The docs updated in CMS are asynchronously processed by sending them to a distributed messaging system (like Kafka) which received by ingestion service and then add/update/delete to/from Elasticsearch index. Since same doc could be updated/deleted more than once in CMS and the docs are processed asynchronously, it is possible that for a certain document, the older version doc might be received by crawling service earlier than the newer doc.
To make sure that only newer version of document could be inserted into Index, we use the last modified time of the doc as external version when index/delete the document.
Note: the last modified time format is yyyyMMddHHmmssfff Example: 20170202091010123 (means 2017-02-02.09:10:10.123)
So far so good.
To fine tune the relevance based on end users's behavior on our search result page, we built our BI platform to collect all user query/click events on the search result page and use the query/click data for relevance tuning.
The query click of each page is just an array of query term by which user got the page and the corresponding click counts on the page.
Then the document with query click info will be something like this:
{
"Title": "Elasticsearch 5.2.0 is released!",
"Description": "Say heiya to 5.2.0, we are pleased to announce that Elasticsearch 5.2.0 is released!",
"Url": "http://www.elastic.com/release/5.2.0",
"QueryClicks": [
{ "Term": "elasticsearch", Count: 200 },
{ "Term": "elastic", Count: 100}
]
}
The query clicks info, will be collected and processed in a separate service, named queryclicks service, which monthly retrieve latest one month query clicks events from our BI system and update the whole Index with newest query clicks info.
Now comes the problem:
Since both ingestion and queryclicks service need partially update the index, we should use Update API instead of Index API on both services.
And as I mentioned that right now we use external version to make sure only newer docs could be indexed into ES in ingestion service.
But the problem is, the Update API does NOT support external version.
One workaround I can think out is, that we still use the Index API, but before index the documents, we firstly get all docs to be indexed into ES via IDs, and the update the docs with new data (example, query click info) one by one, and then index docs back to ES. This somehow works but performance is not good.
Someone suggested another approach which save external version in a document field and use scripted update to check the version when update the index.
Example:
POST test/type1/1/_update
{
"script" : {
"inline": "if (params.lastModified > ctx._source.lastModified) { ctx._source.Title = params.Title, ctx._source.Description = params.Description, ctx._source.Url = params.Url } else { ctx.op = \"none\" }",
"lang": "painless",
"params" : {
"lastModified" : "[lastmodifed time]",
"Title": "new title value...",
"Description": "new description value...",
"Url": "http://example.com"
}
}
}
But the problem is, that the DELETE doc scenarios could not be handled well using scripted update approach.

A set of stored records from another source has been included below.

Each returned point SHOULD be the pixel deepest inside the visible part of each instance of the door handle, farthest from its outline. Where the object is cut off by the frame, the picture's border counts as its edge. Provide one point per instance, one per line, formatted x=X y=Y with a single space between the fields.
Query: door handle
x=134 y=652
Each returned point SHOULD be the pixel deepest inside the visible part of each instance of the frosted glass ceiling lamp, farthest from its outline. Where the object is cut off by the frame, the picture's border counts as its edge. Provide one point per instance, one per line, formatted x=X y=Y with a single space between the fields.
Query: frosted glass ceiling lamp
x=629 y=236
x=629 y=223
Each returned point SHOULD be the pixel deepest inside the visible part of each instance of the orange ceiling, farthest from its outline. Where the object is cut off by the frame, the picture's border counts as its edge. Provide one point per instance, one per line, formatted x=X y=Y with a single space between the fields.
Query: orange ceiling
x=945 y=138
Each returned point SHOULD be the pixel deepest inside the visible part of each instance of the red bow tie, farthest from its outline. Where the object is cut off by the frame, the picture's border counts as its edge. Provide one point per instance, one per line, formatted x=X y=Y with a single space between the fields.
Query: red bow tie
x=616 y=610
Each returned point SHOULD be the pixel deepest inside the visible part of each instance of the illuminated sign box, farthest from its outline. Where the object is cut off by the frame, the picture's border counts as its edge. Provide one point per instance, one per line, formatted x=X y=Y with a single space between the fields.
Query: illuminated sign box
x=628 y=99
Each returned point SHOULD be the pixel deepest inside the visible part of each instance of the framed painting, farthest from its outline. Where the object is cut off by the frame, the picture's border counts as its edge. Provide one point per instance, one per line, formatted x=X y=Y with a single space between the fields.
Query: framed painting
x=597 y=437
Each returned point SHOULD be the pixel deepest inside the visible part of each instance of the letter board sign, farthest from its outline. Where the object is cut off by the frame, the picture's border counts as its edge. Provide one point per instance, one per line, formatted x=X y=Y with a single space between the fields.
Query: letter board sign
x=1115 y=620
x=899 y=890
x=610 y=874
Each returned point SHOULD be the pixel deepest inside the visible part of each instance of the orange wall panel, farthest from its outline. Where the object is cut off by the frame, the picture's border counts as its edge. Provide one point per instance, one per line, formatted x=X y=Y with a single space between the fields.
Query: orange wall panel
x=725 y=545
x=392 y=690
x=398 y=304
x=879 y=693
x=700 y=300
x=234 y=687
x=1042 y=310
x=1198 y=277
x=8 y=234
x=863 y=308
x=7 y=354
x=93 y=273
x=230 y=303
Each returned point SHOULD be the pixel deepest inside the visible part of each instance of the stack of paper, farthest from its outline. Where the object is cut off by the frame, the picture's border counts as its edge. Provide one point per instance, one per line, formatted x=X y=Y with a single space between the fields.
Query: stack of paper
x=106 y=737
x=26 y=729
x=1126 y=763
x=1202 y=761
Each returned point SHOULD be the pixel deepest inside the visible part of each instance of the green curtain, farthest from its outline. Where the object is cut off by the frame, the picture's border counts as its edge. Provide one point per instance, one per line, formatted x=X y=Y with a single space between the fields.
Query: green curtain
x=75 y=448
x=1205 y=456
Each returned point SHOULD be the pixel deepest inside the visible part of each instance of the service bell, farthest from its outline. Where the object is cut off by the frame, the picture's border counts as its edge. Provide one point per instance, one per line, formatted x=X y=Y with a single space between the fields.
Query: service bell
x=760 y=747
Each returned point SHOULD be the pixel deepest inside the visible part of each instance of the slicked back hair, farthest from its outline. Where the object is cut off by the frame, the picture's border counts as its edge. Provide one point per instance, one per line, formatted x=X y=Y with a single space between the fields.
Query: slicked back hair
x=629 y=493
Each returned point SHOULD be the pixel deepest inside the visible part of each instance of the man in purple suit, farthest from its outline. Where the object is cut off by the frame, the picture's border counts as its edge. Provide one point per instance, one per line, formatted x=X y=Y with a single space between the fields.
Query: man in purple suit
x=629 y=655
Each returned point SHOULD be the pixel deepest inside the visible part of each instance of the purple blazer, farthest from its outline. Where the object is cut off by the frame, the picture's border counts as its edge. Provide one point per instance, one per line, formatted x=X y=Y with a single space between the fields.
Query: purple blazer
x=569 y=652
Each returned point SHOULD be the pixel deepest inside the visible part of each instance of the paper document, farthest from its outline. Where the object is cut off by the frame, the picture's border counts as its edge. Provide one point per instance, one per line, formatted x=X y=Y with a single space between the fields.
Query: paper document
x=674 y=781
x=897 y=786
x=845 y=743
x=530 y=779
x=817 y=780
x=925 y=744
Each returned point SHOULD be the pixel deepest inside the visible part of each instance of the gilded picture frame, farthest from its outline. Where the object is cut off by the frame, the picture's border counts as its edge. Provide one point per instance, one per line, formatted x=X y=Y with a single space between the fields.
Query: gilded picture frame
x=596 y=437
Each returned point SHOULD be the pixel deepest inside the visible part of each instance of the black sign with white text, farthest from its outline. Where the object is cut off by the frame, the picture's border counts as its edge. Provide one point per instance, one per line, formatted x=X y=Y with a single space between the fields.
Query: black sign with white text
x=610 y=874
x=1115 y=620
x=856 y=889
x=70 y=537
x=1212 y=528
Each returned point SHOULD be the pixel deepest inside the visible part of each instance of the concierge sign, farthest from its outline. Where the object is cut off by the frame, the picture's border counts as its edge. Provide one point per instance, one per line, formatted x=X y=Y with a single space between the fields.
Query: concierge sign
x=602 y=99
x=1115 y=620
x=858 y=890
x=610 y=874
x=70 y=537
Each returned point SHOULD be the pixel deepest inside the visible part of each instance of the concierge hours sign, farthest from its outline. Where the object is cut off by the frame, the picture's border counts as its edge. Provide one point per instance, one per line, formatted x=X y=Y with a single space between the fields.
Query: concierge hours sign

Considering this scenario:
- CMS updated one doc on time t1 and sent the event to Event Hu
- CMS deleted the same doc on time t2 (t2 > t1) and sent the event to Event Hub
- The doc delete event (from step 2) was received by Ingestion service earlier than doc update event (from step 1)
- Ingestion service sent DELETE doc API to elasticsearch
- The doc was deleted from Elasticsearch
- Ingestion service update the doc using scripted update
With scripted update approach, step 6 will insert the doc as a new added doc successfully, that is not what we want.
Whereas with external version approach (of course, INDEX API will be used in step 6), the step 6 will fail with version conflict exception, that is perfectly what we expected.
Any better solution to be able to partially update the document and meanwhile making sure only newer docs could be indexed successfully if same doc are updated at the same time (as we now implemented using last modified time as external version)?